Mary Magdalen de Pazzi is one of the Italian Carmelite mystics of the sixteenth century whose inner life was extraordinary in its documented intensity and whose external life was entirely contained within the walls of a convent. She was born Caterina de Pazzi in Florence in 1566, of a noble Florentine family, entered the Carmelite convent of Santa Maria degli Angeli at Florence in 1582, took the name Mary Magdalen, and remained there until her death in 1607 at the age of forty-one.

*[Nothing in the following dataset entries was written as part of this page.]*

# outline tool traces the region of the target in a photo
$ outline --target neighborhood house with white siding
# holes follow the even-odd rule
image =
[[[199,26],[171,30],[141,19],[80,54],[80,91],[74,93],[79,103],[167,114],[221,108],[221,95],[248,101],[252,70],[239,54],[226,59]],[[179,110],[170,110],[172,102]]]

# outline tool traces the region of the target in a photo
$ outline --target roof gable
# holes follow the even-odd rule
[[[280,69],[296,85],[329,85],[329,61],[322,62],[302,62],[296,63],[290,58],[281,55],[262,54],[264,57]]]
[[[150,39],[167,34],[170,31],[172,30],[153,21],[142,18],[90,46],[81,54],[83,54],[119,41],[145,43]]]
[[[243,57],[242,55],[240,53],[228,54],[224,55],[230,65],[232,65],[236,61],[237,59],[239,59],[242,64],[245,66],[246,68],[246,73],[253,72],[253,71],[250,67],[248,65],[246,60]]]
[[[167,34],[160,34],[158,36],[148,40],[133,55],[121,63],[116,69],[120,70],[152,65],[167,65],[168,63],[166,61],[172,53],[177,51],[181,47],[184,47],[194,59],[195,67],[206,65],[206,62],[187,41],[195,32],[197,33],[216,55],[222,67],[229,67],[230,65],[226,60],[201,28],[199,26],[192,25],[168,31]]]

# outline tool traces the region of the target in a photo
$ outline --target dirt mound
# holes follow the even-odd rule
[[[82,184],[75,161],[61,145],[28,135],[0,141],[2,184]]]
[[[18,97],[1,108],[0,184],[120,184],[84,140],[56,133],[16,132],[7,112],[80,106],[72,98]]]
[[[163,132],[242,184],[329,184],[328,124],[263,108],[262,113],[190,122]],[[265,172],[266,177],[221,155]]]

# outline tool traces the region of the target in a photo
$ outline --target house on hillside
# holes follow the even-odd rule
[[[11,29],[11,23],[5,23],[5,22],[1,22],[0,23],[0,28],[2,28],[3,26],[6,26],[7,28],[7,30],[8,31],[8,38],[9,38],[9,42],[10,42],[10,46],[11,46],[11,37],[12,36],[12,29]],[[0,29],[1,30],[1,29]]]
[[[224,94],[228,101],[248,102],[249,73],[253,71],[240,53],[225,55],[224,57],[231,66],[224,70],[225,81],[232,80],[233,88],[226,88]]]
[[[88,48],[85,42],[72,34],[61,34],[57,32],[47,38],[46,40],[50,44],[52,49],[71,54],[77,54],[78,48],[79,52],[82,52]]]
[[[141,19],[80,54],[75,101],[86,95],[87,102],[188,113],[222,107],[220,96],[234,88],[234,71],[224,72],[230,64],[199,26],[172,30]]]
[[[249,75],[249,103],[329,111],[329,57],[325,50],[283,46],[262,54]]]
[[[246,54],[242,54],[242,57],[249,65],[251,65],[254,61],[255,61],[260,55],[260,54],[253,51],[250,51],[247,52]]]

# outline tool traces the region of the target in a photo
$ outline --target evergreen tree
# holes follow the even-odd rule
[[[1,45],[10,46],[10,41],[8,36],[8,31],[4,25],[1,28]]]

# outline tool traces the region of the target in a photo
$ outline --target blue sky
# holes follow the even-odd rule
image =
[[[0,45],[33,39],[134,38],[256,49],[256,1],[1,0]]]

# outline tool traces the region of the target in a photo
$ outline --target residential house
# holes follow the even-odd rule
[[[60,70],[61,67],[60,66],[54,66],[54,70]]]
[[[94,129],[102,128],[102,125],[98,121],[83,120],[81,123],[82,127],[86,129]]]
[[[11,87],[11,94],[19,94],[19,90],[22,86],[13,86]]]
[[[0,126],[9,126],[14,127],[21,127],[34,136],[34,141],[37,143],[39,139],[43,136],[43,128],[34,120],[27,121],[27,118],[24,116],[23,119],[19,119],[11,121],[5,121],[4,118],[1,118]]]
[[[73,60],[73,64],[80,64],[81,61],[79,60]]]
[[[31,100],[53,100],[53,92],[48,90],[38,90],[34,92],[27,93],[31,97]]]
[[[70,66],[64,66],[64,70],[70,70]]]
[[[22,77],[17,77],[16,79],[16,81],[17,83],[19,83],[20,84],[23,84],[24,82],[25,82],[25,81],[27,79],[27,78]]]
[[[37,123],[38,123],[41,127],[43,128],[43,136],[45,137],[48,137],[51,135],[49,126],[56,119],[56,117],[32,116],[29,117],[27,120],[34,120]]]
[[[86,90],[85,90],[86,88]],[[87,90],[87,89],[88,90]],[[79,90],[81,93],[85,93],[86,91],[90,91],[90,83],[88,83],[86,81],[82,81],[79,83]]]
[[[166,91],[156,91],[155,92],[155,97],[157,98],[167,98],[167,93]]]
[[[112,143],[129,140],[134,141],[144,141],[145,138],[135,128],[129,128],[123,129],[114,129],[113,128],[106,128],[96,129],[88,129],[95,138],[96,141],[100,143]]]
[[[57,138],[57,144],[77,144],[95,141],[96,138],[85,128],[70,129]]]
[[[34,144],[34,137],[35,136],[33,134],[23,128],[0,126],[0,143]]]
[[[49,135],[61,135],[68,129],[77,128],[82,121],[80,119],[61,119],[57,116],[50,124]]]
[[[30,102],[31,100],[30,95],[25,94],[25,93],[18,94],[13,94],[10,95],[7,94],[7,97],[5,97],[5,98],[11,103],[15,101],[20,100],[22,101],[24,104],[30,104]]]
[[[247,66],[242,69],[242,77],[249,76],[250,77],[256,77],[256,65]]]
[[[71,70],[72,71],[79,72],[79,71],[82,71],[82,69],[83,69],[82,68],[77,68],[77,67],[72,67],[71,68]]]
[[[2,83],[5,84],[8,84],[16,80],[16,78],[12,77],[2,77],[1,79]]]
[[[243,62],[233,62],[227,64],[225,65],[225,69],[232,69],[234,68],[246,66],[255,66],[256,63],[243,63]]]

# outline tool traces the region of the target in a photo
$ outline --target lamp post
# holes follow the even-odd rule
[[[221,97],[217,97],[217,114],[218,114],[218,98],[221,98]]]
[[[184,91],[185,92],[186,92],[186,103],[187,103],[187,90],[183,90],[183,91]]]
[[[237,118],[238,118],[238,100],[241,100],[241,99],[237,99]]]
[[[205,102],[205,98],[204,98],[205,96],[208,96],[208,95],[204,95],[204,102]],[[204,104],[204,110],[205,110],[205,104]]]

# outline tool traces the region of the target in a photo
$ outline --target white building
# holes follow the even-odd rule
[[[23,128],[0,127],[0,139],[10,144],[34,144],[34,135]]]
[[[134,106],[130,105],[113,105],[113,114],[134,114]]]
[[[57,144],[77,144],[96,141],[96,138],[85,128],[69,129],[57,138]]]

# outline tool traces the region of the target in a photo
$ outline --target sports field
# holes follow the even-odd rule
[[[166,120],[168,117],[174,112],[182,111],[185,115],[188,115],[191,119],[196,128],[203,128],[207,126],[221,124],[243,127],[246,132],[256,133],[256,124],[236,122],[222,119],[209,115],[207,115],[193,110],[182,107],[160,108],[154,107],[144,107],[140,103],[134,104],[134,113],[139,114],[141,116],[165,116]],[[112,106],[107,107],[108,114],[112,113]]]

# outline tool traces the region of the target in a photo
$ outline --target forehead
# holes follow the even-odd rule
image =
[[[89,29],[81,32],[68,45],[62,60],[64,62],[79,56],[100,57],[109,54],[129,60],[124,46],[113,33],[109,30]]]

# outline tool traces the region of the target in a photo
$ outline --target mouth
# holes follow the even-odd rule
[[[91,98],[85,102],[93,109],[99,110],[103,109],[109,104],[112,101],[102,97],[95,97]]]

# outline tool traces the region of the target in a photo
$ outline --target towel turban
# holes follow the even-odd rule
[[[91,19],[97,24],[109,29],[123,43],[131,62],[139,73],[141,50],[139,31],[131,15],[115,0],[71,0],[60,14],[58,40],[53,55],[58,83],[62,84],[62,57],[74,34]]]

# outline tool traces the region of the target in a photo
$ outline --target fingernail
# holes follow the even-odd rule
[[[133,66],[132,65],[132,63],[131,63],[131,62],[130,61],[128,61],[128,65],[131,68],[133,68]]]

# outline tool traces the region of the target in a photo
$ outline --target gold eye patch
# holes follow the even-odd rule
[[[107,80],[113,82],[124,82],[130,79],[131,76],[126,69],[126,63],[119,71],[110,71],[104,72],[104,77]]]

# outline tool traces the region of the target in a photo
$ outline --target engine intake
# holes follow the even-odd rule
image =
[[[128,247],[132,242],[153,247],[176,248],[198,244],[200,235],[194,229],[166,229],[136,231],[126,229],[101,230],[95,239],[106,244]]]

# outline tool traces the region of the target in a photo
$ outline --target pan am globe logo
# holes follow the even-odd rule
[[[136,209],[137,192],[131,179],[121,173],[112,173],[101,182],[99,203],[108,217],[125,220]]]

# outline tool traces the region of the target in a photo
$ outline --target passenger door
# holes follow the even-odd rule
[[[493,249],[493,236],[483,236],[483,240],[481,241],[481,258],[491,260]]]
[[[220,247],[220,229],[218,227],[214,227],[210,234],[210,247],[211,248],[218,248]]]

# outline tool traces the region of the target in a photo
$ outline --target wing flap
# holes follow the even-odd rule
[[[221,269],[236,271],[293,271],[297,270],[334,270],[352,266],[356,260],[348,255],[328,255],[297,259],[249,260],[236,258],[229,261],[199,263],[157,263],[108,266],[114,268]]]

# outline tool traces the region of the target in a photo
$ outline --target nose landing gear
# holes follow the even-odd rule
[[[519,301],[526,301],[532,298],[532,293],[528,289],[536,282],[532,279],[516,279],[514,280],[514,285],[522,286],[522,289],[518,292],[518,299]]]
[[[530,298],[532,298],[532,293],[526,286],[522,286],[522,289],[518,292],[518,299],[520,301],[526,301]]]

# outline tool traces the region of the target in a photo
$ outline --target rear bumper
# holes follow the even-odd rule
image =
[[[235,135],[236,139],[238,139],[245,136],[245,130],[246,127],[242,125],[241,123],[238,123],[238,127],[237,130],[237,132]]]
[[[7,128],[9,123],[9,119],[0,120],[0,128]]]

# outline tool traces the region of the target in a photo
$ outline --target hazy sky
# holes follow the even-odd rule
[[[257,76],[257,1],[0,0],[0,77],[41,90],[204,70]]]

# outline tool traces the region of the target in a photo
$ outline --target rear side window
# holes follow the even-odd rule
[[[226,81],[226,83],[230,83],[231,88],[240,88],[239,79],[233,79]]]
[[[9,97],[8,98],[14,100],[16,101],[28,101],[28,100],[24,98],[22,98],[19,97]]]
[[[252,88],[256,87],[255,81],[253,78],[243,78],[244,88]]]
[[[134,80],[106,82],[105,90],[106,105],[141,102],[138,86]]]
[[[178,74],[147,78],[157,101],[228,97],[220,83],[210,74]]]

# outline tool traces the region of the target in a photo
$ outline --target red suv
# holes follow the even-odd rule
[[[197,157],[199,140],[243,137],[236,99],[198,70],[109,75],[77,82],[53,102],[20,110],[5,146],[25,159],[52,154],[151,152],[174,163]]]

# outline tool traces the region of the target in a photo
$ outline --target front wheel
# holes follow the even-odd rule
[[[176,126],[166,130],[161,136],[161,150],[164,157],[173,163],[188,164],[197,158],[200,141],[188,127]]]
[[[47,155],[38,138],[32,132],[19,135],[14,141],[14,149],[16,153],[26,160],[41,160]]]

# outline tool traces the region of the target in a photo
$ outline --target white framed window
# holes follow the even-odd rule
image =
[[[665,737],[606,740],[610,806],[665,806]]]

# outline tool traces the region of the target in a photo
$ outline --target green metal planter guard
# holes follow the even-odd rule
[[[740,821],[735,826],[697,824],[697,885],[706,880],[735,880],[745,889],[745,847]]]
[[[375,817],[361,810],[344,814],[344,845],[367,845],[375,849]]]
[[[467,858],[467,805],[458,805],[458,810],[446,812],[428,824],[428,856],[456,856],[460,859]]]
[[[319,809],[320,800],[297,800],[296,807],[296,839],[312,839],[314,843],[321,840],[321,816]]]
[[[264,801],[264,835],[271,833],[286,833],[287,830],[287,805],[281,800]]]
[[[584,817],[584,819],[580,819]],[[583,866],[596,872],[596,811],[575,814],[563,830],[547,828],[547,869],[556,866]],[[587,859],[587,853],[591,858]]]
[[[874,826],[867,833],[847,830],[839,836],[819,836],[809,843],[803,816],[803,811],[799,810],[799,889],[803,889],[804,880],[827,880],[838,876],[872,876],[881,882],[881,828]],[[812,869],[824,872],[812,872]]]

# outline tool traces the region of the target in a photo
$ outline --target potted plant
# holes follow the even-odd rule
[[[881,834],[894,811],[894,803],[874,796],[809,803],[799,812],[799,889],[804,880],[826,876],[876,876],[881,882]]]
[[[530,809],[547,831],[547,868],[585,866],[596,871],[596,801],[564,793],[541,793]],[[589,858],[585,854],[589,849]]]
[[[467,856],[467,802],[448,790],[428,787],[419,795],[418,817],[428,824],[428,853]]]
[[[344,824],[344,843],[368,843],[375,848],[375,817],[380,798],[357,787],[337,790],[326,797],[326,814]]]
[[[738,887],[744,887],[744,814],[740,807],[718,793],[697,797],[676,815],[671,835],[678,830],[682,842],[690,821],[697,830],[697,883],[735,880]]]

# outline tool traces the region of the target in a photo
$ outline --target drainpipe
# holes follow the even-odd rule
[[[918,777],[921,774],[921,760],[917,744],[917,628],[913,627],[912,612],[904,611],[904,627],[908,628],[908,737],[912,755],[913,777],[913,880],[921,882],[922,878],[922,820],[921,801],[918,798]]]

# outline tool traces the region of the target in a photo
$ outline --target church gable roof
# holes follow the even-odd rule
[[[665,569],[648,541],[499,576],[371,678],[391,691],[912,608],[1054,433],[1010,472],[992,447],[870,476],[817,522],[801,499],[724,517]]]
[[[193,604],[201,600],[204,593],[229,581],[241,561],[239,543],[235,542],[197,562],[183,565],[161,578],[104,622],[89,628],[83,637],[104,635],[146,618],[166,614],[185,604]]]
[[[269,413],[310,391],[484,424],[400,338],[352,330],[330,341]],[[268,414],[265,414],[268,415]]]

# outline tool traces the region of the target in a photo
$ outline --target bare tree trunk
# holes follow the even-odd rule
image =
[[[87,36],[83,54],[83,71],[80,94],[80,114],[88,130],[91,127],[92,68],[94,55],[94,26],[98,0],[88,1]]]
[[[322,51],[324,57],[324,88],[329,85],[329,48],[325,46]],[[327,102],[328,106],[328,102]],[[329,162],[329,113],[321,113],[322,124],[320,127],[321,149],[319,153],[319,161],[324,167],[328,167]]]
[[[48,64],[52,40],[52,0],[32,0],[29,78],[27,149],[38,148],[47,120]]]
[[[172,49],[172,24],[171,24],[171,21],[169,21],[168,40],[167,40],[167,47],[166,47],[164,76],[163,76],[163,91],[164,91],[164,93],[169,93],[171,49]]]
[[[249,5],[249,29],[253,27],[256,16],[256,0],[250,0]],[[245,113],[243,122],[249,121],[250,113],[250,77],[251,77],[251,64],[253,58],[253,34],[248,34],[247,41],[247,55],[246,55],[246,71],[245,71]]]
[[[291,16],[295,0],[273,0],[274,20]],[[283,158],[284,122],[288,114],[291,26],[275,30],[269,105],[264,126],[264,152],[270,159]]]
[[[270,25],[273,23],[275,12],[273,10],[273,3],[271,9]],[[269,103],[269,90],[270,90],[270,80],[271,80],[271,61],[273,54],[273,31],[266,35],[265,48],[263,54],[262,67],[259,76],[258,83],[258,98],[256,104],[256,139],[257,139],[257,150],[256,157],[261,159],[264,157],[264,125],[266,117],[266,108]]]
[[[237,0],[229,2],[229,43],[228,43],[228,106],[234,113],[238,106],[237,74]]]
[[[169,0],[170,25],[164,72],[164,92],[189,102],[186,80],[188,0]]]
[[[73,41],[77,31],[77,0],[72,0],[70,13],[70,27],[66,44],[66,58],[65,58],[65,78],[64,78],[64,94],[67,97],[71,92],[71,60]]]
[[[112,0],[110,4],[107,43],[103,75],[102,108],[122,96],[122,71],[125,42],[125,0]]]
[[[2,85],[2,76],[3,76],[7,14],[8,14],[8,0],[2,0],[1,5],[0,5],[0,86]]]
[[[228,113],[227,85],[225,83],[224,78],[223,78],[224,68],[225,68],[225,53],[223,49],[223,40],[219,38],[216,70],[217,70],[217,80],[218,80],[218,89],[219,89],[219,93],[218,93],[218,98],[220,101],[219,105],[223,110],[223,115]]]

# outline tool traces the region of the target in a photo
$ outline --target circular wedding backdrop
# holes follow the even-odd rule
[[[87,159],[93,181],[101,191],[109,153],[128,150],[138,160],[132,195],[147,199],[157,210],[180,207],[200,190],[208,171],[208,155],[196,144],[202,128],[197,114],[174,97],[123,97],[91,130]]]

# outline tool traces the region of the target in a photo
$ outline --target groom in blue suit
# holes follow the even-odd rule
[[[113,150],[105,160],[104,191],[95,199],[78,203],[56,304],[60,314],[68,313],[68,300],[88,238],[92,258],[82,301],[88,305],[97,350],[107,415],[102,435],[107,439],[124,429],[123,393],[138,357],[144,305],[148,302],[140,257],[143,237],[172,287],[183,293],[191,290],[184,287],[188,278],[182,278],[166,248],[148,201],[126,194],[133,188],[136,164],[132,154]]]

The mystical experiences that began almost immediately after her entry into religious life were documented with unusual care. For forty days in 1584 she remained in a continuous ecstatic state, during which the nuns who attended her wrote down what she said. The result — the texts known as the Colloquies — preserve an interior discourse of remarkable theological depth, exploring the nature of the Trinity, the meaning of the Incarnation, the work of the Holy Spirit in the soul, in language that moved between abstract theological statement and the most immediate affective imagery. The documentation is among the most systematic produced for any mystic of the period; the nuns who witnessed and recorded were credible observers, and the theological content is consistent with the tradition.

The physical mysticism that accompanied the ecstasies — stigmata, extended periods without food, the apparent incorruption of her body at death — is handled with appropriate care: the evidence is reported as the canonization process found it, distinguishing between what the witnesses attested and what was formally defined, without pressing it beyond what it will bear. The beatification came in 1626 and the canonization in 1669. The incorrupt body at Santa Maria degli Angeli, still visible, is one of the best-attested examples of incorruption in the Italian hagiographical record.